Test scores can be very useful under the proper circumstances—and when the limitations of psychological testing are properly understood and respected.

Note, however, that the score you get on any psychological test is nothing more than “the score you have gotten on that test.” Let’s say you took an IQ test and got a score of 126. Well, your IQ test score may be 126, as measured by that test, at that time, under those circumstances. But what is your real IQ? Well, no one knows. And that’s a fact. So what does an IQ test really measure? Well, again, no one knows. And that’s another fact.

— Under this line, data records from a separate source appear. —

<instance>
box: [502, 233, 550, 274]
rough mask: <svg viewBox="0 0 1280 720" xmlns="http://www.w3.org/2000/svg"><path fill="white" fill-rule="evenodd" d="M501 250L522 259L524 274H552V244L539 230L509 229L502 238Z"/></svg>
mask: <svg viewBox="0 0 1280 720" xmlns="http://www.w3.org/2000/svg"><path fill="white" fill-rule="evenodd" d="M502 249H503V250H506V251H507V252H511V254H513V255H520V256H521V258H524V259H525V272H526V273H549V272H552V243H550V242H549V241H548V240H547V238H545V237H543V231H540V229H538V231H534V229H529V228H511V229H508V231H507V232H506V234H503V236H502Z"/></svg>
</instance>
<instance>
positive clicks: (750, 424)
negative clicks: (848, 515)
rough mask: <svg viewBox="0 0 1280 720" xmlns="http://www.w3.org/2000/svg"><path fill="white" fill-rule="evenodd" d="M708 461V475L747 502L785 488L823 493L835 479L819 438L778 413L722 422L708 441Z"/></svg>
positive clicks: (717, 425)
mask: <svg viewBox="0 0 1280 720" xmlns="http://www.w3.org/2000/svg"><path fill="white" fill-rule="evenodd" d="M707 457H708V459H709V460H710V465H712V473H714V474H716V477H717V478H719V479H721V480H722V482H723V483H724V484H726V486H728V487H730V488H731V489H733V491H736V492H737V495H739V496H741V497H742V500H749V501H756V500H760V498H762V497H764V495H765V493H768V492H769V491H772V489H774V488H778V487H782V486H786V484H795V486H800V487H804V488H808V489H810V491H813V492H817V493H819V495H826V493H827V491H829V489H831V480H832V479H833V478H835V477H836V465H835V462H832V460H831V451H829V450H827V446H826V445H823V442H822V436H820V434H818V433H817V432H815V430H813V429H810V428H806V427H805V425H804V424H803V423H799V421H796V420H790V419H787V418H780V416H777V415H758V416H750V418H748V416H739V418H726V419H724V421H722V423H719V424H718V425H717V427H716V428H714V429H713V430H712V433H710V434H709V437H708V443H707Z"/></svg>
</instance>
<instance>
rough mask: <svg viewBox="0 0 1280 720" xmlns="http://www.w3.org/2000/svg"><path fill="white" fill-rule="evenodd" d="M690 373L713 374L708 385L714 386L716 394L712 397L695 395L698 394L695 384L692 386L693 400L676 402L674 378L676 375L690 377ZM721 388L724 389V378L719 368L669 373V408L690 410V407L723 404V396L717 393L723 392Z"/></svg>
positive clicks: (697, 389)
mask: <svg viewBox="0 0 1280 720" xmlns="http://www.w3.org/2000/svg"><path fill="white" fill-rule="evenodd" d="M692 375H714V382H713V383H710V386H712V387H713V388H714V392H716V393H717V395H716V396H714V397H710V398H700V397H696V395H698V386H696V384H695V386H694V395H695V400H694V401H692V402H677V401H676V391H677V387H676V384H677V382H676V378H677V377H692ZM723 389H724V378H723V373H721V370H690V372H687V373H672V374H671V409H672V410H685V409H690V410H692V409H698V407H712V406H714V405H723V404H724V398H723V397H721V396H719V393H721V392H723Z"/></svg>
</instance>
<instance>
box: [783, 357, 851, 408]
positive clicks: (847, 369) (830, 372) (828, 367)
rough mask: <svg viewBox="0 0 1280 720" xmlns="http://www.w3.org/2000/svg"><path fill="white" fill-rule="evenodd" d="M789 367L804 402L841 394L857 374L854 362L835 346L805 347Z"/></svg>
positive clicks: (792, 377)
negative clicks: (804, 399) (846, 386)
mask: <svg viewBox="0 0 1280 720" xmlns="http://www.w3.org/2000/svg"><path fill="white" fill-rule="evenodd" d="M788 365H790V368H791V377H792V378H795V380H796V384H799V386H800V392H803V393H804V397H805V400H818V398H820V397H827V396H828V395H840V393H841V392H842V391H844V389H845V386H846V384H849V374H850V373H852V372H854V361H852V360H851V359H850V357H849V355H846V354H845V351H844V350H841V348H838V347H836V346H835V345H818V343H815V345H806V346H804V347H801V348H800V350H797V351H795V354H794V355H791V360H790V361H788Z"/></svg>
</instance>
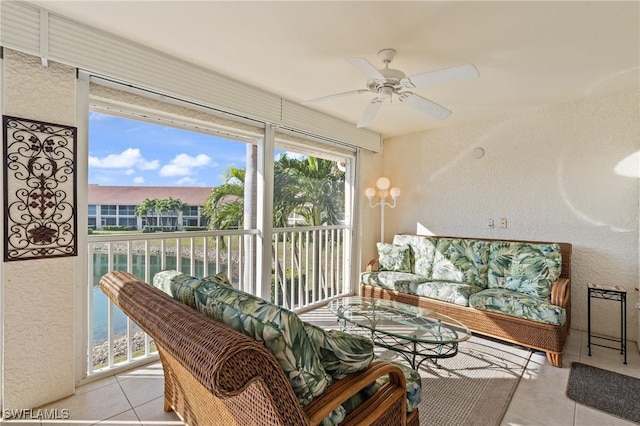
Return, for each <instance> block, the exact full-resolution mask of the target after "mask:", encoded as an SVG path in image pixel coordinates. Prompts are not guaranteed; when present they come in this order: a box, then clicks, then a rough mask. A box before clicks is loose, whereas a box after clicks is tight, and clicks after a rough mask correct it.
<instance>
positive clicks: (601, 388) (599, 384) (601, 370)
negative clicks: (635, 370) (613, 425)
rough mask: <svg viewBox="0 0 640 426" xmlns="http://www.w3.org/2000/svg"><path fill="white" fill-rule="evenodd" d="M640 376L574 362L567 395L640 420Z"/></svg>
mask: <svg viewBox="0 0 640 426" xmlns="http://www.w3.org/2000/svg"><path fill="white" fill-rule="evenodd" d="M638 395H640V379H637V378H635V377H631V376H627V375H624V374H620V373H616V372H613V371H609V370H603V369H602V368H597V367H593V366H591V365H587V364H582V363H579V362H574V363H572V364H571V371H570V372H569V382H568V383H567V397H569V398H570V399H572V400H574V401H576V402H577V403H579V404H583V405H586V406H589V407H591V408H595V409H596V410H600V411H604V412H606V413H609V414H612V415H614V416H618V417H622V418H623V419H627V420H631V421H632V422H636V423H640V406H639V405H638Z"/></svg>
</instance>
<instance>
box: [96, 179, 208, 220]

Note also that every well-known and widely used psychological test in the US was developed and standardized in English. This might not seem very important, but just consider what happens when someone needs to be tested who doesn’t speak English fluently. If the test is translated into another language—either in print or through a translator—all kinds of problems can occur. English words with multiple meanings cannot be adequately translated. English idioms cannot be expressed in another language without changing the entire sentence structure along with the underlying logic of the sentence—and when that happens standardization, and the guarantee of fairness it promises, is lost.

So, even though translated versions of tests might be used, and even though you might be given a score that appears to be official and scientific, that score is nothing more than “the score you have gotten on that test.” This might not mean much to you, and it might seem like philosophical quibbling. But what if your life depended on that score?